Class used to collect velocities from all MD trajectories of Newton-X.

classmethod from_all_trajs(n_atoms=None)

Wrapper function to collect the MD velocities without instantiating the class.

Parameters

n_atoms (int, optional) – define the total number of atoms to consider in the velocities dataset, defaults to None. If None, the value will be taken from the geom.xyz file.

Returns

the full velocities data set given as a tensor of shape (n_steps, n_atoms, 3).

Return type

numpy.ndarray

from_dyn(outfile: str) numpy.ndarray

Read velocities from a single trajectory of Newton-X.

Note

The final velocities dataset will contains information only for the first set of n_atoms, as defined by the class attribute n_atoms.

Parameters

outfile (str) – name of the NX output file containing the velocities, dyn.out.

Returns

tensor of shape (n_steps, n_atoms, 3) with all velocities data.

Return type

numpy.ndarray

from_h5(outfile: str) numpy.ndarray

Read velocities from the .h5 file generated by the new Newton-X.

Note

The full velocities dataset will be sliced to select only the first set of n_atoms, as defined by the class attribute n_atoms.

Parameters

outfile (str) – name of the NX output file, usually dyn.h5.

Returns

tensor of shape (n_steps, n_atoms, 3) with all velocities data.

Return type

numpy.ndarray

n_atoms
read_all_trajs()

Concatenate the XYZ velocities read from all available MD trajectories.

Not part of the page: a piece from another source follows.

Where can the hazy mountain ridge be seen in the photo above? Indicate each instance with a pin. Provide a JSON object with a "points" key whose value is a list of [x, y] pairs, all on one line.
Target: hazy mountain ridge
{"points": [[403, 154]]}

After running this method, the class attribute veloc will be updated with the full dataset of velocities read from the Newton-X output files.

trajectories
veloc
class ulamdyn.kinetics.KineticEnergy(n_atoms=None)

Bases: object

Class used to calculate the atomic or molecular components of the MD kinetic energy.

atom_labels
atom_mass
build_dataframe(discretization_level='atom', n_mols_per_type=None, n_atoms_per_mol=None, save_csv=False)

Create a dataset containing the kinetic energies splitted by atoms or molecules.

Parameters
  • discretization_level (str, optional) – how to split the kinetic energy, defaults to “atom”

  • n_mols_per_type (int, optional) – number of molecules per subsystem, typically one solute and several solvent molecules as in QM/MM, defaults to None.

  • n_atoms_per_mol (int, optional) – number of atoms in each molecular subsystem, defaults to None.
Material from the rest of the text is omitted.